Das Hauptthema von Herrn Yaagoub war die Harmonisierung der nationalen Gesetzgebung mit Marokkos konventionellen (vertraglichen) Verpflichtungen. Insbesondere nach der neuen Verfassung von 2011, die den Vorrang internationaler Konventionen vor der nationalen Gesetzgebung festschreibt. Me. Yaagoub erklärte, dass „die Harmonisierung nationaler und internationaler Rechtstexte eine kontinuierliche Aufgabe ist“. Er wies auf die Voraussetzungen für die Ratifizierung eines internationalen Abkommens hin.

4)- Beitrag von Dr. Bertil Sander.

Dr. Sander befasste sich mit der Übereinstimmung der Gesetze in Deutschland mit den Normen der Europäischen Union: Umsetzungstechniken und -beschränkungen. Dr. Sander stellte fest, dass die unterschiedliche Rechtsterminologie innerhalb der Europäischen Union manchmal echte Probleme verursachen kann. Er fügte eine weitere Grenze hinzu, nämlich die finanziellen Kosten der Gesetzgebung, die meistens vernachlässigt werden.

 

Die vierte Sitzung mit dem Titel „Gesellschaft, öffentliche Politik und Gesetzgebungsprozess“; moderiert von Mhammad Bouhlal, Rechtsberater der SGG, Leiter der Abteilung Verfahren, Veröffentlichungen und Überwachung.

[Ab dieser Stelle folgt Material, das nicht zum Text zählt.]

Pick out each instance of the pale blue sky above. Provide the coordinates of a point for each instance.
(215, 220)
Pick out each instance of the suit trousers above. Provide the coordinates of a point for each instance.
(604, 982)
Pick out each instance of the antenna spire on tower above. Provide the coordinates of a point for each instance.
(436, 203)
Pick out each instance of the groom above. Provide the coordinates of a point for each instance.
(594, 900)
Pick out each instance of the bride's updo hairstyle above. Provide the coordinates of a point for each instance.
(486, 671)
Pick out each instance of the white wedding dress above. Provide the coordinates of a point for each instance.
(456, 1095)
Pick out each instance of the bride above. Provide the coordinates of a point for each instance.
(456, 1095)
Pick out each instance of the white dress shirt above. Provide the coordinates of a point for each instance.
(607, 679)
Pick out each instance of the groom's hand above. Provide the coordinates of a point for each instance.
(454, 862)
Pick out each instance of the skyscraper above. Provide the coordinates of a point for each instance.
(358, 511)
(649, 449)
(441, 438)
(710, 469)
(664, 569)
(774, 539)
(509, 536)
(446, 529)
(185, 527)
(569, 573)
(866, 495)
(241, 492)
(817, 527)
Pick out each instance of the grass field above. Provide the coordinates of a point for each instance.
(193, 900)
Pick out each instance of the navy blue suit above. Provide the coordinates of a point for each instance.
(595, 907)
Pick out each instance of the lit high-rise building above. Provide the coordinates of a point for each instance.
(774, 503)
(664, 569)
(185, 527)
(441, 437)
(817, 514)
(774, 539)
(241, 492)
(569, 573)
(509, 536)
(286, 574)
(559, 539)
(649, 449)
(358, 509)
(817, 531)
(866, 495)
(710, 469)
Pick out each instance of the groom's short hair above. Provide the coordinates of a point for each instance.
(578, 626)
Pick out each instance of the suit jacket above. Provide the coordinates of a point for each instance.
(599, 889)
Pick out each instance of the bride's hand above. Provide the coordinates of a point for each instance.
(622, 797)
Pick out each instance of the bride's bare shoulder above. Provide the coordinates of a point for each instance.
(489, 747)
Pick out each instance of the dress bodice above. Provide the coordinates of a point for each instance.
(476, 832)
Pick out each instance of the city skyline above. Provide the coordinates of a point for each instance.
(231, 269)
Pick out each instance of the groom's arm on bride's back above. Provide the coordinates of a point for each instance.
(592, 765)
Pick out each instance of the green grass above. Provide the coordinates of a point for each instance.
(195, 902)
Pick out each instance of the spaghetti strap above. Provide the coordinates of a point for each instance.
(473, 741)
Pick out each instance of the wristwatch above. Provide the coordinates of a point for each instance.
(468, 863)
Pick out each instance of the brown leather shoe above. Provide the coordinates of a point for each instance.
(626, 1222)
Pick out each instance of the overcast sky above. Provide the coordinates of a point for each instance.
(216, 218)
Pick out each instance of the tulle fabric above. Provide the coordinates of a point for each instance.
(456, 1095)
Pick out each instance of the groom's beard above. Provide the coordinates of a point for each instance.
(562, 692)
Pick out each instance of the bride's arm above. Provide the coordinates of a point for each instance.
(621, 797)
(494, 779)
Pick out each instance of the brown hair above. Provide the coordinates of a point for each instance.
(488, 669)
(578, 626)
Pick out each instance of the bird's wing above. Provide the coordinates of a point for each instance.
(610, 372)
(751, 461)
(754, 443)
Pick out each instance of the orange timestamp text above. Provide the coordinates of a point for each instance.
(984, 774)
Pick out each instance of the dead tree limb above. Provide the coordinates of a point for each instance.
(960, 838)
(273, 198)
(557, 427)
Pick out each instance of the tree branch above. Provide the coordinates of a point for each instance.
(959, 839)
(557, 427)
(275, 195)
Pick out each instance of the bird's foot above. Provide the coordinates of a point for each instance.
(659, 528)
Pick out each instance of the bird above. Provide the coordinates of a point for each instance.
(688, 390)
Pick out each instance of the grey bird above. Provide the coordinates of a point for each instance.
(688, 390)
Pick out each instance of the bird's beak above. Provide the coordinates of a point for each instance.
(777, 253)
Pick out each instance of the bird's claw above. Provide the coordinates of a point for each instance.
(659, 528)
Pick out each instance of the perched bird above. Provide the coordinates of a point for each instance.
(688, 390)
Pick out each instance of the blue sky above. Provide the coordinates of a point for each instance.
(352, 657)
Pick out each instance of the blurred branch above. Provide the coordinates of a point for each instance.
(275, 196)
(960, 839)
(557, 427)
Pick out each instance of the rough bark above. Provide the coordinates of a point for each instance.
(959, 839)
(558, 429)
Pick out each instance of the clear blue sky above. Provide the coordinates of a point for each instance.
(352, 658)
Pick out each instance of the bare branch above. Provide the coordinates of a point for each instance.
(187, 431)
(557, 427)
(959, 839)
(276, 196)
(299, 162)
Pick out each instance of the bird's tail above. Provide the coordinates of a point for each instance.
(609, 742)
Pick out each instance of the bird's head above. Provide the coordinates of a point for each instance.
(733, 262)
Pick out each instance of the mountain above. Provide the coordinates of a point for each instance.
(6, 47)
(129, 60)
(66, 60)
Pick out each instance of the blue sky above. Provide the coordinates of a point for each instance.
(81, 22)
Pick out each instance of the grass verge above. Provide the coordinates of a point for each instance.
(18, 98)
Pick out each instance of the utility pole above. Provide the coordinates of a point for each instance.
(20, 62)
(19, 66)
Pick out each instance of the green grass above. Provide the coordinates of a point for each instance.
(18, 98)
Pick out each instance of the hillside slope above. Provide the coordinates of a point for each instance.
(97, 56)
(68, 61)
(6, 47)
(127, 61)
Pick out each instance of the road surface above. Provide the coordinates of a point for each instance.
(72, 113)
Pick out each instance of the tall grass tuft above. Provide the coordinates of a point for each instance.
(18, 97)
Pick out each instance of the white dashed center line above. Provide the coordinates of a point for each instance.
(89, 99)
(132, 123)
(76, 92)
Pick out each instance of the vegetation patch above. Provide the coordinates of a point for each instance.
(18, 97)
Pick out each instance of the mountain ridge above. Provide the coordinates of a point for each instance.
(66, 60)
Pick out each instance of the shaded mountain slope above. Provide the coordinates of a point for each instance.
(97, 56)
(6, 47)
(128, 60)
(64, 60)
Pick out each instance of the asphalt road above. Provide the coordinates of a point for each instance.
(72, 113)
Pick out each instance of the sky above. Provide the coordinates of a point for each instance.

1)- Input von Herrn Toufic Mediani, Rechtsberater, Abteilung öffentliche Einrichtungen, lokale Behörden, Investitionen und Gesundheitswesen.

Herr Mediani befasste sich mit den Auswirkungen gesetzgeberischer Maßnahmen auf die Beteiligten und die Konsolidierung der Rechtsstaatlichkeit, indem er drei praktische Fälle vorstellte: (1) den rechtlichen Rahmen für den Schutz und die Förderung der Rechte von Menschen mit Behinderungen; (2) den rechtlichen Rahmen für den Sozialschutz; & (3) den neuen rechtlichen Rahmen für Investitionen in Marokko.

2)- Input von Dr. Tillmann Schneider, unabhängiger Berater für die Reform des Justizsektors, Berater für Menschenrechte und Organisationsentwicklung.

Dr. Schneiders Beitrag befasste sich mit den Herausforderungen im Zusammenhang mit der Messung der Auswirkungen von Gesetzen und der Frage, wie diese in den Gesetzgebungsprozess integriert werden können. Er hinterfragte die Tatsache, dass Gesetze ihr Ziel erreichen. Er unterschied zwischen den direkten und indirekten Zielen eines Gesetzes. Dr. Schneider fügte hinzu, dass wir manchmal rechtliche Verfahren außerhalb des traditionellen Rechtsrahmens finden sollten.

 

Es wurden weit mehr Themen und Konzepte erörtert. Es ist erwähnenswert, dass auf jede Sitzung eine ausführliche Fragerunde und eine lebhafte Diskussion folgten. Wir freuen uns, dass alle Teilnehmer diesen Workshop als erfolgreich und fruchtbar empfunden haben.

Gegen Ende des Workshops hielten Herr Abdelkhalak Edahmani, Rechtsberater der SGG, der einen ausführlichen Bericht über die beiden Tage abgab, Herr Brahim Zyani und Herr Philipp Bremer die Schlussworte. An diesem Punkt endete der Workshop.